Molecular profiling of NETs identifies few predictive markers for PRRT efficacy or toxicity (Figure 3). However, a blood RNA assay has been developed and validated as an accurate predictor of tumor response or stabilization in NETs treated with PRRT. Currently, no tool, exists for PRRT toxicity. We predict that transcriptomic evaluations or a combination of gene expression and specific SNPs, coupled to machine learning and using unique tumor-specific algorithmic constructs⁷⁴, will yield a viable strategy to predict the safety of isotope therapy.

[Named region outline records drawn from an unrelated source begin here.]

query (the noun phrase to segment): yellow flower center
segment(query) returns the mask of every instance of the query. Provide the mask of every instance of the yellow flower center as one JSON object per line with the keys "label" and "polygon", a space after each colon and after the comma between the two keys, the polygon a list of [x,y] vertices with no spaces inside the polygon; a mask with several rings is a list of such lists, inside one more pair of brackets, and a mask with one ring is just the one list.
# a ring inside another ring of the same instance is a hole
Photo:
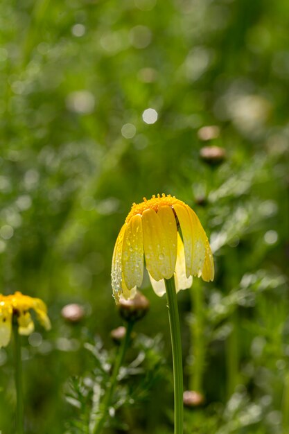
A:
{"label": "yellow flower center", "polygon": [[165,205],[173,207],[173,205],[175,204],[184,205],[185,203],[179,199],[176,199],[175,196],[171,196],[168,194],[167,196],[162,193],[161,196],[158,194],[157,196],[154,194],[151,199],[148,199],[148,200],[143,198],[143,202],[141,203],[136,204],[133,203],[132,209],[125,219],[125,223],[128,223],[130,220],[134,216],[137,216],[137,214],[142,216],[143,212],[146,209],[154,209],[156,212],[158,211],[159,209],[161,207],[164,207]]}

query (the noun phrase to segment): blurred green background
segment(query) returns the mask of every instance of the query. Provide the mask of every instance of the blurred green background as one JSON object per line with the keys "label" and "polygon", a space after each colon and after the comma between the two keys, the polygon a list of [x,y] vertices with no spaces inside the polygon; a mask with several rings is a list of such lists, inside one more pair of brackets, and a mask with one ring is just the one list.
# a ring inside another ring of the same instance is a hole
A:
{"label": "blurred green background", "polygon": [[[89,368],[83,342],[112,347],[121,324],[117,234],[133,202],[163,192],[197,212],[216,268],[194,282],[201,300],[179,296],[185,388],[199,369],[206,400],[186,432],[289,432],[288,25],[286,0],[1,2],[1,292],[42,298],[53,324],[22,339],[27,433],[70,433],[64,390]],[[137,331],[163,336],[170,366],[166,300],[148,279],[143,293]],[[71,302],[85,311],[76,325],[60,315]],[[0,350],[3,434],[12,361]],[[171,432],[168,388],[128,432]]]}

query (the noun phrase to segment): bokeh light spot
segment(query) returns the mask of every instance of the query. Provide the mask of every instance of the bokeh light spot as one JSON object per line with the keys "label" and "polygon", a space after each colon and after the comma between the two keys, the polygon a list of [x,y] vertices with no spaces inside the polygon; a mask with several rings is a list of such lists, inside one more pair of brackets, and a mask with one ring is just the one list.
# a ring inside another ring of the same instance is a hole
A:
{"label": "bokeh light spot", "polygon": [[155,109],[146,109],[143,113],[143,119],[146,123],[155,123],[157,121],[157,112]]}

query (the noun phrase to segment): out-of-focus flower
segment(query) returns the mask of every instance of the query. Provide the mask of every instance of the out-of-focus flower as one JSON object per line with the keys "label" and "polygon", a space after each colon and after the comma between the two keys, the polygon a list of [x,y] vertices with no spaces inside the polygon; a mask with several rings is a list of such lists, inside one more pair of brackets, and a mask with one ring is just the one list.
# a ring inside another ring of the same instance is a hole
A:
{"label": "out-of-focus flower", "polygon": [[[182,237],[178,229],[182,232]],[[141,285],[143,258],[155,292],[166,292],[164,279],[175,275],[177,291],[189,288],[193,276],[213,280],[213,256],[195,212],[182,200],[164,193],[133,204],[114,247],[112,285],[116,302],[133,298]]]}
{"label": "out-of-focus flower", "polygon": [[148,312],[150,302],[139,291],[137,291],[134,298],[125,300],[121,297],[119,304],[119,313],[125,321],[138,321]]}
{"label": "out-of-focus flower", "polygon": [[121,340],[123,340],[123,338],[125,336],[126,329],[123,326],[121,326],[117,327],[116,329],[114,329],[110,332],[110,337],[112,338],[114,342],[119,344]]}
{"label": "out-of-focus flower", "polygon": [[200,392],[186,390],[183,395],[184,404],[186,407],[198,407],[204,402],[204,397]]}
{"label": "out-of-focus flower", "polygon": [[47,308],[40,298],[23,295],[18,291],[11,295],[0,294],[0,348],[6,347],[10,342],[13,317],[17,318],[20,335],[30,335],[34,331],[30,309],[35,311],[40,324],[49,330],[51,325]]}
{"label": "out-of-focus flower", "polygon": [[85,310],[80,304],[71,303],[62,309],[61,315],[69,322],[78,322],[85,316]]}
{"label": "out-of-focus flower", "polygon": [[200,140],[207,141],[216,139],[220,135],[220,128],[216,125],[207,125],[202,127],[198,132],[198,137]]}

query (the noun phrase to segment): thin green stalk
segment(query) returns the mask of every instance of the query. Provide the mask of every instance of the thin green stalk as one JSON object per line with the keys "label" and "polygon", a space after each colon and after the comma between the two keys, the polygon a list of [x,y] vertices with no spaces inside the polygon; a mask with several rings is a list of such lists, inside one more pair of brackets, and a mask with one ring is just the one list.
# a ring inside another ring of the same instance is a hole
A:
{"label": "thin green stalk", "polygon": [[289,374],[286,375],[282,398],[283,433],[289,433]]}
{"label": "thin green stalk", "polygon": [[130,342],[130,336],[132,334],[132,328],[134,327],[134,322],[129,321],[126,329],[126,333],[123,341],[122,342],[120,351],[117,355],[115,361],[114,370],[112,371],[112,378],[108,388],[107,389],[105,394],[103,401],[100,408],[100,417],[96,422],[96,424],[94,429],[94,434],[100,434],[101,433],[103,426],[107,417],[108,410],[110,406],[110,401],[116,385],[117,376],[119,375],[119,370],[123,361],[125,353],[129,347]]}
{"label": "thin green stalk", "polygon": [[21,360],[20,336],[18,333],[17,324],[13,324],[15,363],[15,388],[16,388],[16,432],[24,434],[23,411],[23,387],[22,387],[22,362]]}
{"label": "thin green stalk", "polygon": [[234,312],[230,318],[232,327],[230,335],[227,340],[226,345],[226,358],[227,358],[227,394],[228,399],[234,393],[236,386],[238,383],[239,376],[239,351],[238,327],[238,312]]}
{"label": "thin green stalk", "polygon": [[172,341],[173,366],[175,390],[175,434],[183,433],[183,366],[181,330],[175,278],[164,279]]}
{"label": "thin green stalk", "polygon": [[193,365],[190,372],[189,388],[202,392],[204,368],[205,340],[203,336],[204,291],[198,279],[190,288],[190,295],[193,309],[193,318],[191,325],[191,352],[193,356]]}

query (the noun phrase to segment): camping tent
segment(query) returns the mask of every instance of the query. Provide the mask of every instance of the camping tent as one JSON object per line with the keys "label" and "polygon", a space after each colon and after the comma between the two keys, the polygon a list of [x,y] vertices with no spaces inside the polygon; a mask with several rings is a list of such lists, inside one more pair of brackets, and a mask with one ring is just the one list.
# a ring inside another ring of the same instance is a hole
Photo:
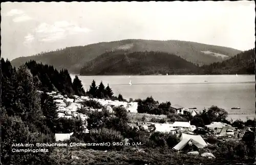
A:
{"label": "camping tent", "polygon": [[190,124],[188,122],[175,122],[173,124],[173,127],[182,127],[188,128],[190,126]]}
{"label": "camping tent", "polygon": [[214,130],[217,133],[219,133],[221,132],[222,128],[224,127],[229,126],[226,123],[223,123],[221,122],[212,122],[209,125],[206,125],[208,128]]}
{"label": "camping tent", "polygon": [[230,126],[223,127],[223,128],[222,128],[222,129],[221,129],[221,132],[220,132],[220,134],[222,135],[225,135],[226,131],[228,129],[231,129],[233,130],[234,130],[234,128]]}
{"label": "camping tent", "polygon": [[177,150],[182,150],[189,142],[199,148],[202,148],[207,146],[206,143],[200,135],[193,135],[182,133],[181,137],[181,142],[173,148]]}
{"label": "camping tent", "polygon": [[172,131],[175,131],[178,128],[174,128],[172,124],[155,124],[155,127],[156,127],[156,131],[161,132],[169,132]]}
{"label": "camping tent", "polygon": [[69,140],[70,139],[70,136],[72,136],[74,132],[70,133],[55,133],[56,142]]}

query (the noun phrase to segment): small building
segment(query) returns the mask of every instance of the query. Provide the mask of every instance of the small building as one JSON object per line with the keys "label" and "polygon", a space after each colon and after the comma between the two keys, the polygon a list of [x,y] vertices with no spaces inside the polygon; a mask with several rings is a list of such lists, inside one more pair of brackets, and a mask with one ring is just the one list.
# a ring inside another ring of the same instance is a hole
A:
{"label": "small building", "polygon": [[184,114],[190,114],[190,115],[192,115],[192,116],[195,116],[195,115],[198,114],[198,112],[195,109],[184,109],[183,113]]}
{"label": "small building", "polygon": [[178,114],[184,114],[184,107],[178,104],[172,105],[170,106],[170,108],[175,110]]}
{"label": "small building", "polygon": [[189,128],[189,127],[190,127],[190,124],[188,122],[175,122],[173,124],[173,127],[188,129],[188,128]]}
{"label": "small building", "polygon": [[69,140],[70,136],[72,136],[74,132],[70,133],[55,133],[55,140],[56,142],[64,141],[66,140]]}
{"label": "small building", "polygon": [[210,124],[206,125],[205,126],[209,129],[213,130],[217,133],[220,133],[224,127],[230,126],[231,127],[231,126],[229,126],[227,124],[215,122],[211,122]]}

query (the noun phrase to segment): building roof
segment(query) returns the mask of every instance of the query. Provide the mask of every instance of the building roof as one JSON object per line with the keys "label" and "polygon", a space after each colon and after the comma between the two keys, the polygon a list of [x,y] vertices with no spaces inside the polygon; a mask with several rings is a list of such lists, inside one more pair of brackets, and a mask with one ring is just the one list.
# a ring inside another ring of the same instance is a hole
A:
{"label": "building roof", "polygon": [[170,106],[170,107],[172,108],[174,108],[174,109],[181,109],[181,108],[183,108],[184,107],[183,106],[182,106],[178,105],[178,104],[172,105]]}
{"label": "building roof", "polygon": [[177,150],[182,150],[189,142],[191,142],[194,145],[199,148],[202,148],[207,146],[205,141],[200,135],[193,135],[182,133],[180,139],[180,143],[175,146],[174,149]]}
{"label": "building roof", "polygon": [[226,123],[223,123],[221,122],[215,122],[215,123],[211,123],[211,124],[206,125],[208,128],[222,128],[223,127],[227,126],[228,126],[228,124]]}
{"label": "building roof", "polygon": [[72,136],[74,133],[55,133],[55,139],[56,142],[64,141],[70,139],[70,136]]}
{"label": "building roof", "polygon": [[188,122],[175,122],[173,124],[173,127],[187,127],[189,128],[190,124]]}

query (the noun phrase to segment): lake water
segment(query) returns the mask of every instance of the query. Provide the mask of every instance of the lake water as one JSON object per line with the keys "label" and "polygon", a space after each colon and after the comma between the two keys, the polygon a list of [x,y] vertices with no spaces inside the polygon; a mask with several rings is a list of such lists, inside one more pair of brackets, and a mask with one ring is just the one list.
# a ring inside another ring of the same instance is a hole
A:
{"label": "lake water", "polygon": [[[72,76],[72,78],[74,76]],[[86,90],[93,80],[97,85],[109,83],[114,95],[124,98],[145,99],[152,96],[160,102],[170,101],[199,110],[217,105],[229,113],[228,118],[244,120],[255,114],[254,75],[169,75],[79,76]],[[132,85],[129,86],[131,80]],[[231,110],[239,107],[240,110]]]}

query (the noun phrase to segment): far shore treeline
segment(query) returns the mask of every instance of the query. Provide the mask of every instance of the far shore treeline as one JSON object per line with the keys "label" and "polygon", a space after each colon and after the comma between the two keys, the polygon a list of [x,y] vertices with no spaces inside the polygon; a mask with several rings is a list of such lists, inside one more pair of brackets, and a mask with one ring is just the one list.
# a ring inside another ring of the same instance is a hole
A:
{"label": "far shore treeline", "polygon": [[87,62],[80,75],[250,75],[254,74],[254,59],[251,49],[222,62],[200,66],[165,52],[112,51]]}
{"label": "far shore treeline", "polygon": [[[190,115],[181,116],[170,109],[170,102],[159,104],[152,97],[145,100],[135,100],[138,102],[138,113],[136,116],[133,116],[133,113],[129,113],[125,107],[121,106],[114,107],[113,113],[111,113],[99,102],[90,100],[83,102],[82,105],[95,109],[102,108],[102,110],[89,112],[84,107],[78,109],[78,111],[89,117],[86,121],[83,122],[79,118],[59,118],[56,103],[53,98],[46,93],[47,91],[54,90],[62,95],[67,95],[70,98],[76,95],[88,96],[94,98],[127,101],[122,98],[121,94],[118,97],[114,97],[109,86],[104,86],[102,82],[97,86],[93,81],[90,89],[86,92],[78,77],[76,76],[72,82],[67,69],[62,69],[59,72],[52,66],[38,64],[34,61],[28,62],[16,68],[12,66],[9,60],[5,61],[3,58],[1,60],[1,65],[2,164],[38,164],[42,162],[49,164],[71,164],[74,161],[71,161],[74,160],[65,156],[67,156],[67,148],[45,147],[44,149],[48,150],[47,152],[13,152],[13,148],[31,150],[41,148],[36,146],[12,146],[13,144],[56,143],[55,133],[71,132],[74,132],[74,134],[70,141],[63,143],[116,143],[129,139],[132,142],[142,144],[139,146],[142,149],[150,151],[147,151],[148,153],[154,153],[145,154],[136,152],[134,155],[134,146],[88,146],[85,150],[80,147],[73,148],[73,151],[76,150],[77,152],[83,150],[84,156],[87,155],[87,153],[91,151],[89,149],[107,150],[108,153],[112,153],[108,157],[93,160],[95,163],[105,162],[105,160],[111,159],[110,156],[113,156],[113,152],[114,155],[116,154],[117,151],[120,154],[130,153],[132,157],[123,158],[123,160],[119,156],[118,160],[113,160],[115,164],[120,162],[123,162],[123,164],[128,162],[143,162],[144,164],[148,162],[148,160],[145,160],[145,156],[150,157],[148,159],[152,164],[160,164],[163,161],[163,155],[167,153],[171,153],[174,157],[178,156],[176,159],[179,159],[180,162],[190,158],[185,154],[181,156],[180,153],[174,152],[172,150],[180,142],[177,136],[160,132],[150,134],[146,131],[136,131],[133,129],[129,124],[134,124],[132,118],[136,118],[140,115],[143,116],[140,120],[136,120],[135,122],[139,121],[145,122],[147,117],[146,115],[151,115],[153,117],[150,119],[151,122],[164,123],[190,121],[191,124],[198,127],[203,127],[212,121],[231,124],[239,129],[243,129],[246,126],[254,127],[255,124],[255,120],[248,120],[246,122],[240,120],[233,122],[227,121],[225,120],[227,112],[215,106],[204,110],[202,113],[194,117]],[[40,90],[44,92],[38,92],[37,90]],[[130,100],[132,101],[131,99]],[[163,116],[165,116],[165,118],[159,119]],[[84,122],[87,123],[90,130],[89,133],[83,133]],[[216,156],[218,162],[251,163],[254,162],[255,157],[254,138],[255,133],[249,131],[245,132],[242,140],[239,141],[224,143],[214,136],[208,137],[205,140],[214,145],[212,153]],[[64,151],[64,153],[60,153],[61,150]],[[113,152],[111,152],[112,151]],[[100,159],[101,160],[99,160]],[[92,160],[90,159],[90,161]],[[199,158],[192,159],[189,162],[207,163],[209,161],[211,160]]]}

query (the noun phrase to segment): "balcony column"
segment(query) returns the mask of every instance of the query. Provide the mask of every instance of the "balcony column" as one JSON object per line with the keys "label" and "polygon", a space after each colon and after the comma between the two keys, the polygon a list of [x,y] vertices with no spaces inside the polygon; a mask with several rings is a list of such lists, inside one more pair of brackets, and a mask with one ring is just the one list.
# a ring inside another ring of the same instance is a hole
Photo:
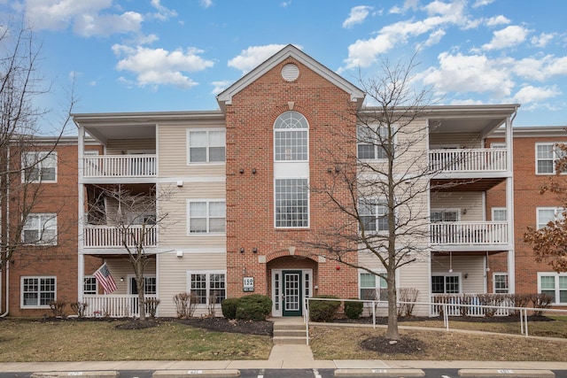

Figure 3. Current and future targets for predicting sensitivity and toxicity.

Sensitivity. PRRT-sensitivity prediction can currently be measured using the blood-based transcriptome assay (PPQ). Different tissue-based multigene radiation-sensitivity assays (10–31 genes) for other cancers have not yet been tested for PRRT. Molecular profiling indicates that somatic mutations of chromatin remodeling genes, DNA damage/repair and apoptosis may be viable targets for evaluation. For lung, this may include TTF1, MEN and ARID genes. In pancreatic NETs a series of mutations in ATM, BRCA2, CHECK2, MUTYH and DAXX might be relevant. Given the absence of mutations in small intestinal NETs, the most likely candidate is chromosome 18q loss.

Toxicity: Germline SNPs in a series of genes that are proven radiation sensitivity intrinsic factors require assessment. Fibrosis can be evaluated using a 9, circulating gene-based fibrosis assay.

Separately, epigenetic or CTC evaluation may provide alternative molecular strategies for either sensitivity or toxicity prediction.